In a widely read interview in The Atlantic, among the many issues that President Obama addressed was his view on what went wrong in the NATO led intervention in Libya. With respect to the approach taken for undertaking the Libyan intervention, he said ‘We got a UN mandate, we built a coalition, it cost us $1 billion—which, when it comes to military operations, is very cheap. We averted large-scale civilian casualties, we prevented what almost surely would have been a prolonged and bloody civil conflict. And despite all that, Libya is a mess.’
Indeed, Libya has disintegrated beyond recognition and today the country endures, arguably, far more destruction and human suffering than what it faced under Gaddafi’s authoritarian rule.
Explaining what went wrong, Obama, rightly, blames Libya’s descent into abyss on the lack of follow up. On this he in particular puts the responsibility on the members of the coalition notably France and the UK. True enough, those countries who took did not envisage their intervention to go beyond and above ending Ghaddafi’s rule. There was no plan or strategy as to what happened after and as a follow up to the military intervention. With Ghaddafi’s removal and the dismantling of his regime, the only entity that held Libya together also disappeared. No unified political movement or agreed transitional framework was emerged to fill the huge political and security vacuum that Ghaddafi’s demise left.
As in Iraq, the lesson from Libya is it is much more easier to remove a regime than bring about a functioning and legitimate replacement. Even more importantly, regime change through external intervention in fragile or long enduring authoritarian countries tends to precipitate the disintegration of the country and can do more harm than good.
From a perspective of the responsibility to protect, the failure of the intervention was not limited to the absence of a plan for post-conflict reconstruction. It also involves at least two other important lessons.
First is the need for limiting the military action to the terms of protecting civilians as specified in the resolution authorizing the action. In implementing the terms of Resolution 1973’s objective of ‘protection of civilians and civilian populated areas’, NATO went further and pursued the objective of overthrowing Ghaddafi. In an open letter dated 15 April 2011, the US President Barack Obama, French President Nicolas Sarkozy, and UK Prime Minister David Cameron, stated that ‘it is impossible to imagine a future for Libya with Qaddafi in power’. The problem with pursuing regime change was not only that it was contrary to international legality but also, and on that account, results in destructive outcomes that defeat the objectives of protection of civilians as developments in Libya illustrated.
The situation revealed that the UN does not have an effective monitoring and accountability mechanism for ensuring that UNSC resolutions are executed without exceeding the terms and objectives of the resolutions mandating military action.

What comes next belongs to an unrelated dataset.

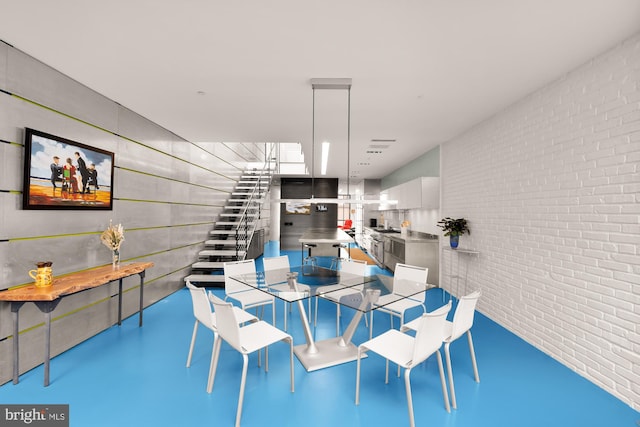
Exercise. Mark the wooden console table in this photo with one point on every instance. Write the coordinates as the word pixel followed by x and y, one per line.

Second is the need to give diplomatic and/or political processes and hence the voice of all local political forces adequate and genuine chance to lead the effort for resolving the crisis and succeed. NATO countries and their allies were determined to use military means as the only solution to the crisis. They left no room for giving diplomacy a chance. Thus, the opportunities that arose when the Libyan government declared its willingness for ceasefire and negotiated settlement were not adequately explored. Instead, the government’s declarations of ceasefire and willingness for negotiation were dismissed as a deliberate ploy by Ghaddafi to buy time and shield himself from the escalating military assault targeting him and his government. By May 2011, the AU even managed to secure Ghaddafi’s commitment that he would not be part of the negotiation for the formation of a new government and of the government to be formed.
In this regard, Obama’s admission of the failure of NATO’s intervention in Libya vindicates the position that the AU adopted at the time both about exhaustion of the diplomatic avenue and the perils the military campaign posed.
It is not merely the use of military force in the particular setting that made the Libyan intervention, to use the language from The Atlantic, the ‘stupid shit’ that it has turned out to be. It is also, and perhaps more importantly, on account of the fact that the intervention did not give space for diplomatic means of resolving the crisis and breached legality by pursuing an agenda not mandated in the resolution that authorized the intervention.